FDA aprova leucovorina para deficiência genética rara e rejeita alegações de tratamento para autismo

A Food and Drug Administration (FDA) dos EUA aprovou oficialmente a leucovorina, uma forma sintética de vitamina B9, como tratamento para deficiência cerebral de folato – uma condição genética rara que afeta o metabolismo do folato no cérebro. Esta decisão segue declarações recentes de funcionários da administração Trump, incluindo o presidente Donald Trump, o secretário de Saúde e Serviços Humanos Robert F. Kennedy, Jr., e o chefe da FDA, Marty Makary, que anteriormente promoveu o medicamento como um tratamento potencial para o autismo. No entanto, após revisão científica, a FDA determinou que há evidências insuficientes para apoiar seu uso no autismo.

A ciência por trás da decisão

A aprovação do FDA é especificamente para tratar deficiências de folato causadas por mutações genéticas no gene FOLR1. Esta condição, que pode afetar menos de uma em um milhão de pessoas, pode resultar em sintomas neurológicos semelhantes a alguns aspectos do autismo, como dificuldades de comunicação. O autismo, no entanto, é um distúrbio distinto do neurodesenvolvimento com causas complexas e pouco compreendidas que não decorrem de uma deficiência de folato.

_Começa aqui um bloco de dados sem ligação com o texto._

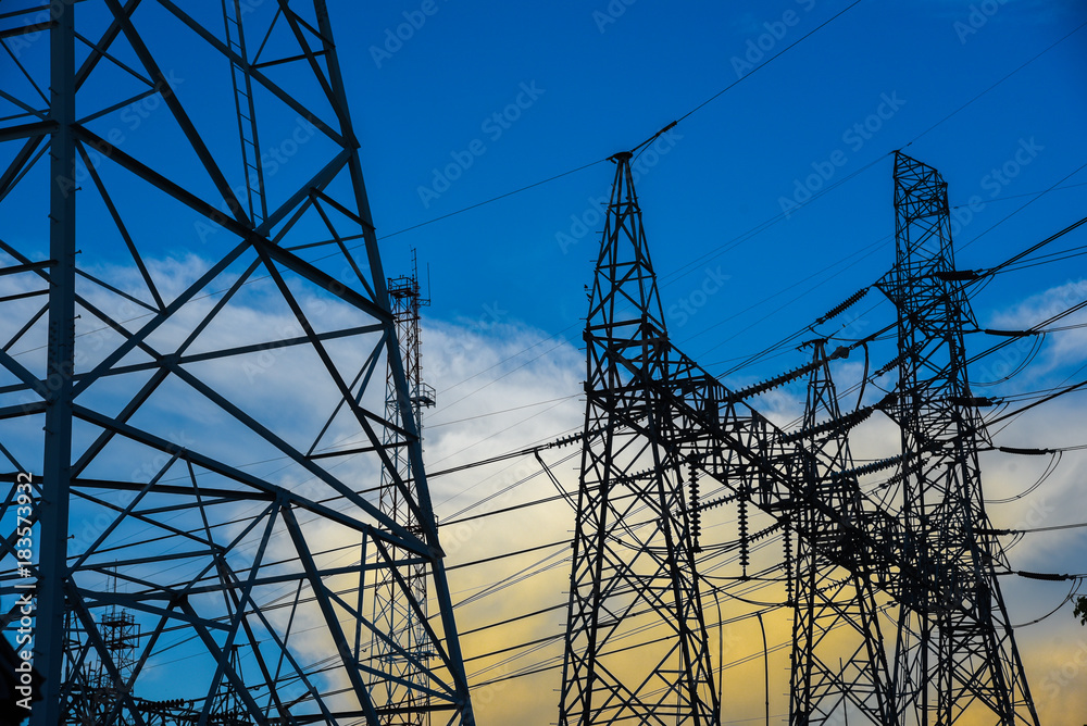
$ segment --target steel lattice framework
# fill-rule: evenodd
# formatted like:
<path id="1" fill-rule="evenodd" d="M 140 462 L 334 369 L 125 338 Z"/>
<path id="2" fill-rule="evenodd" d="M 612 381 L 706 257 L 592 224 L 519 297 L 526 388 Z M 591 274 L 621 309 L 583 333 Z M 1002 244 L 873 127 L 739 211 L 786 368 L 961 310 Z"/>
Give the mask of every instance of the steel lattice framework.
<path id="1" fill-rule="evenodd" d="M 742 511 L 749 502 L 799 540 L 791 724 L 845 721 L 847 708 L 874 724 L 949 726 L 966 713 L 1037 724 L 994 574 L 1003 554 L 985 534 L 980 430 L 962 348 L 969 308 L 959 281 L 967 276 L 954 271 L 936 172 L 897 158 L 899 258 L 880 287 L 899 306 L 898 390 L 841 413 L 828 360 L 848 348 L 827 356 L 815 341 L 811 364 L 734 391 L 671 343 L 629 159 L 614 158 L 585 330 L 560 723 L 717 723 L 712 700 L 700 698 L 716 696 L 691 553 L 703 510 L 735 503 Z M 744 402 L 805 375 L 799 430 L 780 430 Z M 903 452 L 854 467 L 849 433 L 874 412 L 902 428 Z M 859 486 L 860 477 L 894 467 L 886 486 L 904 492 L 901 512 Z M 723 495 L 705 500 L 690 487 L 685 496 L 683 485 L 699 476 Z M 891 609 L 900 623 L 895 643 L 878 624 Z M 649 641 L 658 650 L 622 643 L 654 622 L 671 628 Z M 851 639 L 835 663 L 832 649 L 841 643 L 828 636 L 838 626 Z"/>
<path id="2" fill-rule="evenodd" d="M 1008 569 L 982 496 L 963 326 L 976 327 L 951 245 L 947 184 L 895 155 L 894 272 L 879 287 L 898 309 L 903 578 L 895 656 L 903 723 L 950 725 L 973 703 L 997 723 L 1038 723 L 996 567 Z"/>
<path id="3" fill-rule="evenodd" d="M 420 309 L 430 304 L 430 301 L 420 295 L 414 251 L 412 274 L 389 278 L 388 290 L 408 389 L 415 412 L 415 428 L 422 435 L 423 409 L 434 405 L 435 393 L 434 389 L 423 381 Z M 395 370 L 389 366 L 385 415 L 390 420 L 399 410 L 398 390 Z M 395 439 L 396 433 L 388 430 L 386 437 Z M 395 445 L 395 441 L 390 440 L 389 443 Z M 408 484 L 411 497 L 404 497 L 392 476 L 388 472 L 382 472 L 379 505 L 393 522 L 413 534 L 421 535 L 423 528 L 411 505 L 416 498 L 415 478 L 412 474 L 411 458 L 407 454 L 407 450 L 396 446 L 389 451 L 400 478 Z M 428 637 L 424 625 L 427 612 L 426 569 L 427 563 L 424 561 L 411 565 L 407 573 L 385 569 L 374 591 L 374 624 L 377 626 L 377 631 L 371 640 L 371 650 L 384 663 L 384 667 L 397 676 L 375 684 L 380 690 L 379 699 L 383 699 L 382 704 L 386 709 L 383 723 L 389 726 L 424 726 L 427 723 L 429 699 L 425 690 L 426 672 L 423 664 L 433 658 L 434 653 L 428 649 Z M 402 578 L 411 590 L 411 599 L 403 597 L 398 578 Z M 361 591 L 359 600 L 361 605 L 363 601 Z M 378 637 L 377 633 L 383 634 L 383 637 Z"/>
<path id="4" fill-rule="evenodd" d="M 714 723 L 717 694 L 671 403 L 667 330 L 629 152 L 615 184 L 586 321 L 586 414 L 559 723 Z M 626 628 L 674 637 L 624 647 Z"/>
<path id="5" fill-rule="evenodd" d="M 803 430 L 807 439 L 805 499 L 830 503 L 847 520 L 863 523 L 865 513 L 848 437 L 821 424 L 841 420 L 830 377 L 826 341 L 810 341 Z M 848 354 L 845 348 L 833 355 Z M 852 703 L 873 724 L 897 723 L 891 676 L 879 628 L 875 574 L 863 549 L 838 527 L 822 527 L 814 510 L 796 511 L 801 531 L 797 544 L 797 596 L 792 613 L 791 701 L 789 723 L 822 724 Z M 850 569 L 838 563 L 848 561 Z M 841 630 L 851 630 L 845 638 Z"/>
<path id="6" fill-rule="evenodd" d="M 3 11 L 0 593 L 9 631 L 36 596 L 32 723 L 379 724 L 386 681 L 474 723 L 325 3 Z M 367 618 L 378 581 L 425 642 Z"/>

David Mandell, professor de psiquiatria da Universidade da Pensilvânia, enfatiza que “os dados que sugerem uma ligação entre a deficiência de folato e o autismo estão desatualizados e são fracos”. O consenso científico apoia esta visão, com Helen Tager-Flusberg, psicóloga da Universidade de Boston, a observar que o gene FOLR1 nunca foi associado ao autismo.

Influência política e prescrições off-label

A decisão da FDA surge em meio a preocupações sobre a interferência política nos processos científicos. Apesar da falta de evidências, os funcionários da administração Trump defenderam publicamente a leucovorina como tratamento para o autismo, levando a um aumento de 71% nas prescrições off-label para crianças após esses anúncios. Prescrições off-label significam que o medicamento está sendo usado para uma condição para a qual não foi aprovado para tratar.

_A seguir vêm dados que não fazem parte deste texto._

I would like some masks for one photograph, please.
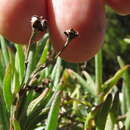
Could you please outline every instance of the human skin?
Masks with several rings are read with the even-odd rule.
[[[65,30],[73,28],[79,32],[79,37],[73,39],[60,55],[65,61],[87,61],[102,46],[105,32],[103,0],[48,0],[48,21],[56,52],[66,42]]]
[[[0,34],[15,43],[28,44],[31,17],[46,18],[46,6],[46,0],[0,0]]]
[[[106,0],[106,3],[118,14],[130,14],[130,0]]]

Mandell alerta que “a caixa de Pandora já está aberta”, o que significa que o entusiasmo inicial criou uma procura duradoura pelo medicamento fora do seu uso aprovado. As famílias podem ter gasto fundos em tratamentos não comprovados, quando intervenções mais eficazes poderiam ter sido implementadas.

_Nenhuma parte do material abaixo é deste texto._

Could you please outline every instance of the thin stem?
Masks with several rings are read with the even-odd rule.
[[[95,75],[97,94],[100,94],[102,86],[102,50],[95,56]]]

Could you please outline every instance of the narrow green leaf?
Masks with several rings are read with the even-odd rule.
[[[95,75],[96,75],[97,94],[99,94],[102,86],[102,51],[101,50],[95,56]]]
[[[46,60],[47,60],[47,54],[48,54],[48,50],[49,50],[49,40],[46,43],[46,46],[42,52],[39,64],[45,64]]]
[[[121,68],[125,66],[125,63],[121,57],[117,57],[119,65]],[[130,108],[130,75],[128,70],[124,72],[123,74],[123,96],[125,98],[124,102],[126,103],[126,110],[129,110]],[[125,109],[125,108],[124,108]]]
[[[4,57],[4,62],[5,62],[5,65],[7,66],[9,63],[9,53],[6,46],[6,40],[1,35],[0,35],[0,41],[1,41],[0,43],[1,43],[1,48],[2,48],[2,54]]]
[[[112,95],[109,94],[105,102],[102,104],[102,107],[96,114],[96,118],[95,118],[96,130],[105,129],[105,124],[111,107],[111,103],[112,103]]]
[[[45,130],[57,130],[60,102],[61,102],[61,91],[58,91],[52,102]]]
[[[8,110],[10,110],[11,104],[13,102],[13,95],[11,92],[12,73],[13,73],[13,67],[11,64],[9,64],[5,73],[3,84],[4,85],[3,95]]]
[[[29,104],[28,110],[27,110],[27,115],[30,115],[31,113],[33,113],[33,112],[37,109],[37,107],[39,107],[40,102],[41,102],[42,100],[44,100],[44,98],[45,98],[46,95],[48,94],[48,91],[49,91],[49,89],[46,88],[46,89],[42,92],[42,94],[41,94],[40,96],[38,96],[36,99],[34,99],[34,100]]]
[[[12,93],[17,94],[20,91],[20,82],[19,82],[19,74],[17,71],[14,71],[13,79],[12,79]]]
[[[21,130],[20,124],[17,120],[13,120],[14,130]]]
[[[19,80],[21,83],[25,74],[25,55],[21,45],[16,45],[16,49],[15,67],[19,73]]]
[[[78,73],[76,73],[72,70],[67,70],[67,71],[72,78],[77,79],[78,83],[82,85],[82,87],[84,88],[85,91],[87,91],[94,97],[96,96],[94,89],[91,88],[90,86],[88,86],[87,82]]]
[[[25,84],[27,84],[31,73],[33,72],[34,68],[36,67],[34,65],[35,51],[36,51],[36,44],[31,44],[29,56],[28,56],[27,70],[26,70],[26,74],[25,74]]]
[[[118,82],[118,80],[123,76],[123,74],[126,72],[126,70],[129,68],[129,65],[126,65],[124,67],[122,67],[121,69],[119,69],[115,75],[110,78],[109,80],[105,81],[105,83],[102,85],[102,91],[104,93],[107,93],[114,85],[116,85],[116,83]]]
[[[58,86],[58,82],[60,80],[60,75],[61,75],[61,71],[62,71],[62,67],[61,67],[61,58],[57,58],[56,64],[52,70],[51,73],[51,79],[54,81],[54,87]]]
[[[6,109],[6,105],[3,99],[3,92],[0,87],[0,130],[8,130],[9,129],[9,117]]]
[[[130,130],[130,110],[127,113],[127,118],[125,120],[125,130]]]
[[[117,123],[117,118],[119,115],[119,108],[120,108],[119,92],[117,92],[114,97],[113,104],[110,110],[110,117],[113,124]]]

Implicações e perspectivas futuras

A decisão da FDA esclarece que a leucovorina é um tratamento apropriado para a deficiência de folato cerebral, mas não se estende ao autismo. O impacto a longo prazo nas prescrições off-label permanece incerto, mas os especialistas manifestam preocupação de que a promoção prematura do medicamento para o autismo possa ter enganado as famílias e desviado recursos de tratamentos baseados em evidências.

A decisão da FDA destaca a importância de separar as evidências científicas da retórica política, especialmente quando se trata de saúde pública. Alegações enganosas podem ter consequências reais para pacientes e familiares que procuram cuidados eficazes.

A decisão da FDA é um lembrete de que o rigor científico deve orientar as aprovações médicas, mesmo quando desafiado por agendas políticas. A situação sublinha a necessidade de uma comunicação clara e de educação pública relativamente aos reais benefícios e limitações dos tratamentos médicos.